Defense attorneys say the process of receiving a claim through a trust is far easier than trying a case in court. "It's really good money and all you have to do is fill out some paperwork and provide some medical docs," said one attorney who did not wish to be named.

And with roughly $40 billion in assets now believed to be set aside in established asbestos trusts, according to the latest studies, there is plenty of money to be taken.

But Behrens points out plaintiffs' attorneys are not forced to settle just for the money paid by asbestos courts, when defendants like Garlock can still be sued in state court.

"Asbestos plaintiffs typically do not try to bypass the courts to file against asbestos trusts," he said. "That would suggest plaintiffs prefer trust money over money that could be obtained in civil suits."

With Garlock's cases pending, the outcome could determine how much companies on the outside of the trusts will participate in the bankruptcy proceedings in the future, and perhaps how many more companies will soon follow the lead of those already seeking bankruptcy protection.

For such a massive impact on American corporations and with billions of dollars at stake, amazingly little attention is being paid to it, the Chicago defense attorney said.
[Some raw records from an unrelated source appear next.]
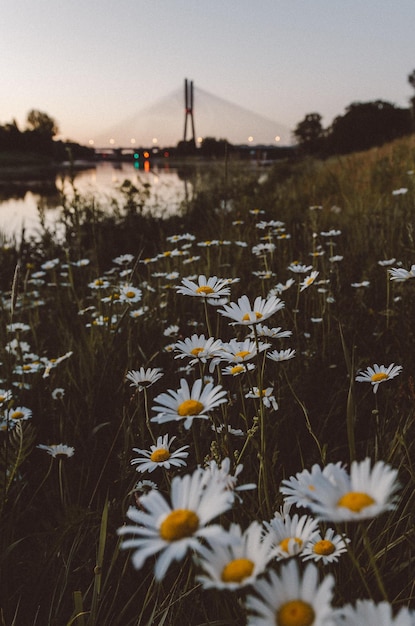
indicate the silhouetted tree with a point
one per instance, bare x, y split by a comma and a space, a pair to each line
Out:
367, 124
310, 133
42, 124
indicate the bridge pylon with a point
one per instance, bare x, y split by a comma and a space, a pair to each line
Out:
188, 116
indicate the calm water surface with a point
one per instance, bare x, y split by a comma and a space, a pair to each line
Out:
19, 208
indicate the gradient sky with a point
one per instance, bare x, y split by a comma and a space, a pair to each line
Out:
91, 64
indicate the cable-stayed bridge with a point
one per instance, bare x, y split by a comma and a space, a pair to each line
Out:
162, 123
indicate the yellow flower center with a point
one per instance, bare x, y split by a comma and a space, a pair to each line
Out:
17, 415
237, 570
376, 378
159, 455
295, 613
355, 501
196, 351
179, 524
247, 316
205, 289
284, 544
242, 354
324, 547
190, 407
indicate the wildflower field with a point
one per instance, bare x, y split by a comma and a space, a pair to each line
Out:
208, 419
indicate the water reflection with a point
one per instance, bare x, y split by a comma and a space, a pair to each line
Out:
22, 196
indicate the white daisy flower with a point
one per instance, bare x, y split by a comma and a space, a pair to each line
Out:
326, 549
370, 614
138, 312
281, 287
19, 414
5, 395
331, 233
289, 599
299, 268
185, 404
237, 432
128, 293
272, 333
365, 493
99, 283
281, 355
299, 489
290, 534
58, 393
123, 259
57, 450
240, 351
49, 265
242, 312
378, 374
173, 529
237, 369
212, 287
221, 473
160, 455
144, 378
198, 348
400, 275
309, 280
263, 248
268, 399
237, 563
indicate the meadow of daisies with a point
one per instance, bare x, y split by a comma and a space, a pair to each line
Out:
209, 418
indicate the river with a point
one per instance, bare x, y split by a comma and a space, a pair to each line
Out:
20, 201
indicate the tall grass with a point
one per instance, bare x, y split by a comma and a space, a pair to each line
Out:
61, 561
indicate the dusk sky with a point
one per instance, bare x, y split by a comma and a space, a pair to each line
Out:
92, 64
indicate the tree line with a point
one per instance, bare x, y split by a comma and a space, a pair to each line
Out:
363, 125
37, 138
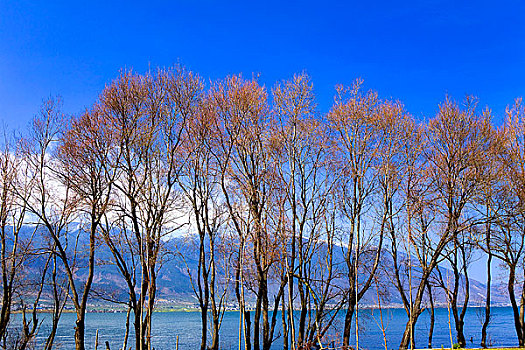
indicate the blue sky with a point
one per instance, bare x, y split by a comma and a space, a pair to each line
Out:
415, 51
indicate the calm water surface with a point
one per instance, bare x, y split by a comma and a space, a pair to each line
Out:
168, 325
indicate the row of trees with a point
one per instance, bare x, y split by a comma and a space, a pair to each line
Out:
294, 214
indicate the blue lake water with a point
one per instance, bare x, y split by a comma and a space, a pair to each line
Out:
168, 325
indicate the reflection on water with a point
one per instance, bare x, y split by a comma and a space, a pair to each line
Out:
186, 325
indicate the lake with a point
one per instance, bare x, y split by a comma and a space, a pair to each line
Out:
168, 325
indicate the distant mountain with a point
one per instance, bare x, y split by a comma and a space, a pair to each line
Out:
174, 287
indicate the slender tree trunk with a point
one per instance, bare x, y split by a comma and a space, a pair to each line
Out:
432, 315
487, 299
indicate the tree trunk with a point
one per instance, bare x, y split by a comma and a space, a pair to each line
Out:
487, 301
432, 316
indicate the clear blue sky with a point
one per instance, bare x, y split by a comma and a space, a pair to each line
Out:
415, 51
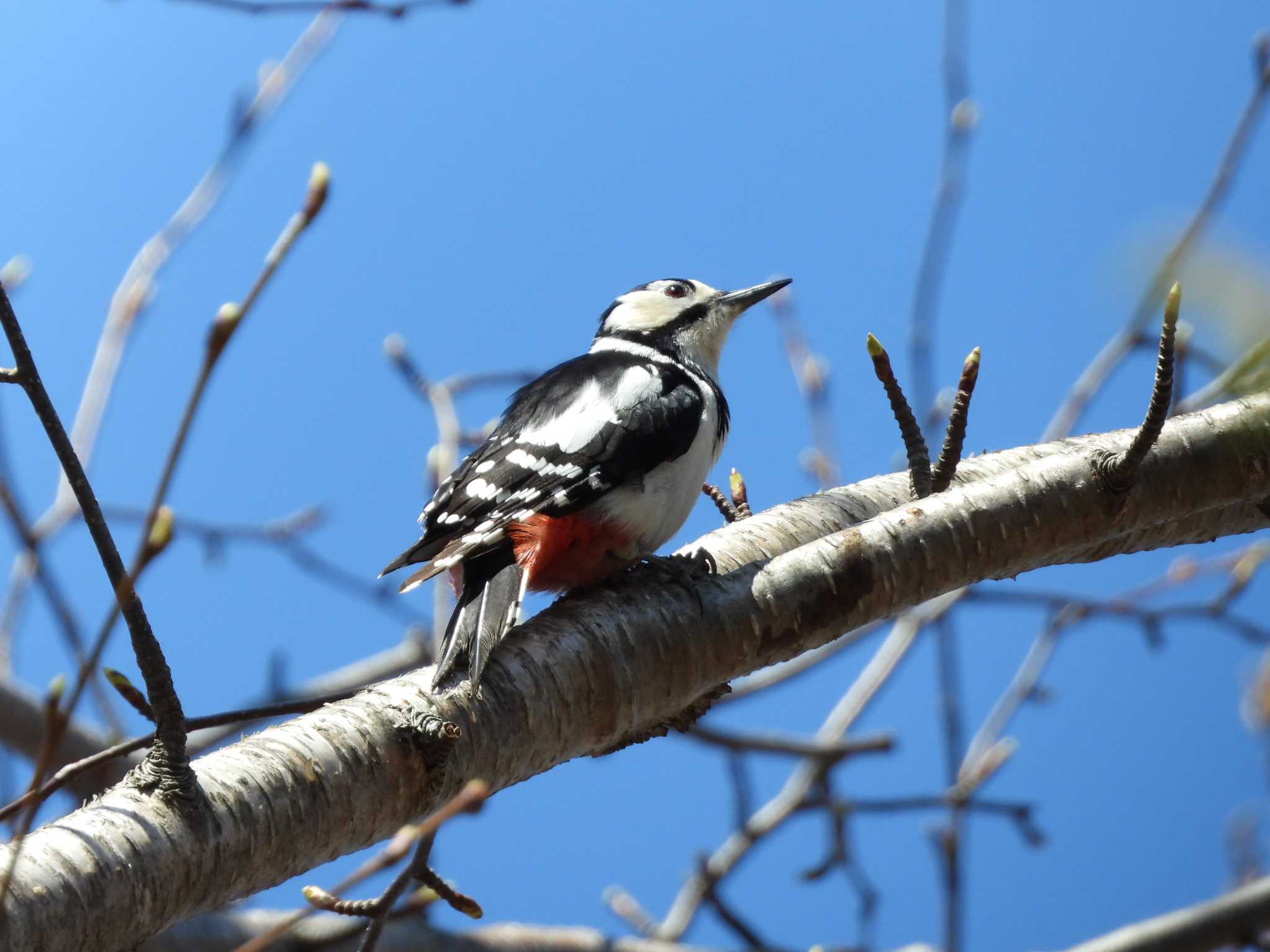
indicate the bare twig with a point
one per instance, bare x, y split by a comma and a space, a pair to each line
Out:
468, 800
40, 794
138, 284
1094, 376
58, 601
915, 444
168, 764
158, 523
393, 11
812, 375
962, 117
286, 536
949, 838
730, 918
739, 494
51, 735
1117, 471
1231, 920
954, 437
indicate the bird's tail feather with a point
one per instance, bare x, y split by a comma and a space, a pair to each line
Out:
489, 606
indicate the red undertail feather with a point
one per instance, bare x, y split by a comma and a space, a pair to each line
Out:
566, 552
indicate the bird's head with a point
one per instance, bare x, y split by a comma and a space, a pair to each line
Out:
681, 316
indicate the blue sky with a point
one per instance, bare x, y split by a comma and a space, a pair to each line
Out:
500, 170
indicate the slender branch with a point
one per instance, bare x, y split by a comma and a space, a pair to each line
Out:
468, 800
393, 11
962, 117
136, 287
303, 705
1119, 347
739, 494
1232, 920
50, 736
286, 536
229, 319
66, 621
826, 752
22, 718
215, 932
1225, 382
167, 769
722, 503
950, 838
915, 444
812, 375
607, 664
785, 671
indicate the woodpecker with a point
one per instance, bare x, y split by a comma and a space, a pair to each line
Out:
595, 465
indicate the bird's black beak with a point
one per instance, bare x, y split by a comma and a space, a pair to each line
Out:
739, 301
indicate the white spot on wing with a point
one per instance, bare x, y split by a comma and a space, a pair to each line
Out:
574, 426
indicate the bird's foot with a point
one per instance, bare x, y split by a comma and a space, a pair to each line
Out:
690, 566
685, 570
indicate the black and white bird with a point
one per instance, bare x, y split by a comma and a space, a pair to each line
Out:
595, 465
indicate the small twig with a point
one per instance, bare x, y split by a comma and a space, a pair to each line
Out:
739, 494
390, 11
1227, 380
828, 752
156, 526
48, 743
52, 591
1094, 376
915, 444
383, 906
128, 692
742, 788
812, 375
1020, 690
451, 896
285, 535
468, 800
780, 673
962, 117
167, 767
1118, 470
1020, 813
954, 437
717, 495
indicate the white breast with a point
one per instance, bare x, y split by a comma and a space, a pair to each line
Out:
654, 508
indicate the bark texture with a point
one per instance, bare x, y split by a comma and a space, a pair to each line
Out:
219, 932
620, 662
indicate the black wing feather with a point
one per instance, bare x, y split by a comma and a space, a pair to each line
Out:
507, 477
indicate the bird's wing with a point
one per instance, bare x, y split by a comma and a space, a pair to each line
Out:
568, 438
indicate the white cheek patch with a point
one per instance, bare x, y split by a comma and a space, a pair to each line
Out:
574, 427
644, 310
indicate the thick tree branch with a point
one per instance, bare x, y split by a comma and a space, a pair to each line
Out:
598, 668
1232, 920
218, 932
167, 769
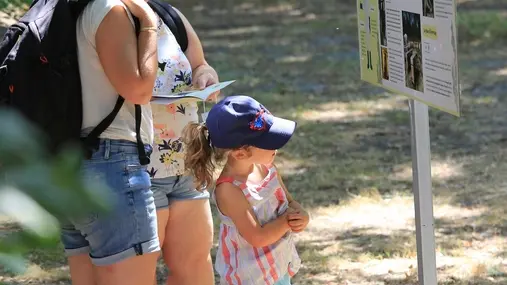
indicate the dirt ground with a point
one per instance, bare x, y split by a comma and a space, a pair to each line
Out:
349, 162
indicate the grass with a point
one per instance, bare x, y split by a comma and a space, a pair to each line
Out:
349, 162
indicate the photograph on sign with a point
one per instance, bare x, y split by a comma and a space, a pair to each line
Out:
409, 47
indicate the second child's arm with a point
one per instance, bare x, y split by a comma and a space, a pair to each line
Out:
298, 217
232, 202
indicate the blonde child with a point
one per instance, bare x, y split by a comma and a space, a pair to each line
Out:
258, 215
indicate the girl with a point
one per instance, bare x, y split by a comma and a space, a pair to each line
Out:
257, 213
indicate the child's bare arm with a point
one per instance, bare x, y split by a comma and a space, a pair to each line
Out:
297, 215
232, 202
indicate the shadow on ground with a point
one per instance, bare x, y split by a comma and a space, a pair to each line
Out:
300, 59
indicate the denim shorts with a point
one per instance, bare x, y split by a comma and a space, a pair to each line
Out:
130, 227
175, 188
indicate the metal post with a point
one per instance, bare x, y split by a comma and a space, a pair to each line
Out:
423, 197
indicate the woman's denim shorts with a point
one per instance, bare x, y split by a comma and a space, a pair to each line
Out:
130, 227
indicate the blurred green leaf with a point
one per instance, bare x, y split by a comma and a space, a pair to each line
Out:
36, 190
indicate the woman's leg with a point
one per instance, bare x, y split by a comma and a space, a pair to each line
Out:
81, 270
162, 218
187, 243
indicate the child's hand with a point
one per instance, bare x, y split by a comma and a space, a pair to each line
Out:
298, 219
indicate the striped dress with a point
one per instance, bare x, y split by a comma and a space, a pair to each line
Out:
238, 262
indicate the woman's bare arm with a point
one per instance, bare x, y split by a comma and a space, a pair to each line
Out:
130, 63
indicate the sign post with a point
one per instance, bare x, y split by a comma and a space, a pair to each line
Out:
423, 198
409, 47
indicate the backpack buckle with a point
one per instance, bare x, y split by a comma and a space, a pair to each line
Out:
3, 71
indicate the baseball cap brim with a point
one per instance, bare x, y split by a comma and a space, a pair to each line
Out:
278, 135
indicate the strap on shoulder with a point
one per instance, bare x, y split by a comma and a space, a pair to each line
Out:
173, 20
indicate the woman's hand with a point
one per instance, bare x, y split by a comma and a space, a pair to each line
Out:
143, 11
298, 219
204, 76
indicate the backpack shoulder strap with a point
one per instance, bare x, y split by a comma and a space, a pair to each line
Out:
172, 19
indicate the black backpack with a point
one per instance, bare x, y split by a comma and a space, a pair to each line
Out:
39, 72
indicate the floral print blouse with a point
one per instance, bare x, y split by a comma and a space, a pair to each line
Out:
174, 75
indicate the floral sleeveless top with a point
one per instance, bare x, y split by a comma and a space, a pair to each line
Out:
174, 74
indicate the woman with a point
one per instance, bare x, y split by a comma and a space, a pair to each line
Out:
120, 247
185, 224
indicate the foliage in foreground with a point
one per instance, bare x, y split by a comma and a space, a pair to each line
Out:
37, 189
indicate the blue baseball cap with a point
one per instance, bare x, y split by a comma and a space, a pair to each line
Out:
238, 121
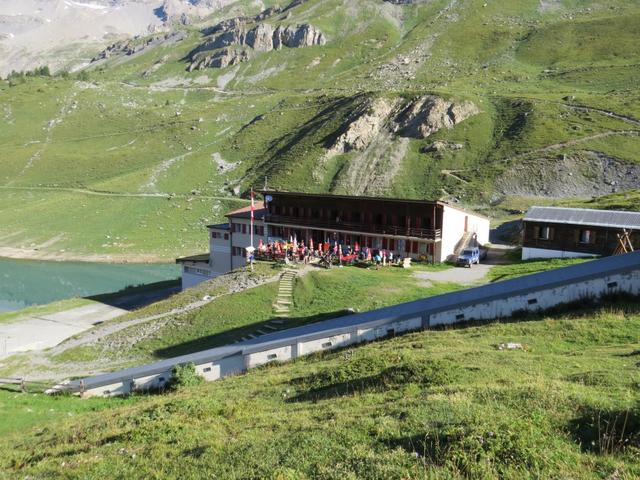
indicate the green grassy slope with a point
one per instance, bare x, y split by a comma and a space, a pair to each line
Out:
546, 77
438, 404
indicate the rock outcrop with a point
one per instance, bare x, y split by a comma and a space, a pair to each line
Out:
416, 118
428, 114
226, 57
364, 125
138, 44
261, 38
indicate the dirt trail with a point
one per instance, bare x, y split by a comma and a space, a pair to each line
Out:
608, 113
99, 193
576, 141
51, 125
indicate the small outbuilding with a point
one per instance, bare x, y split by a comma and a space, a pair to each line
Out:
557, 232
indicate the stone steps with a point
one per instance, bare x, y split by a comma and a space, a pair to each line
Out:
284, 299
Likewise, the fallout could spill over into other high profile companies, like automakers possibly facing bankruptcy protection, he said.

"It's just a simpler way," he said of the trusts, "and that's how they have done it with the last 60 or so bankruptcies when nobody was paying attention. But if you are going say the other defendants can't sue, then you've changed the hell out of the state court tort system. How far are we going to let bankruptcy law go?"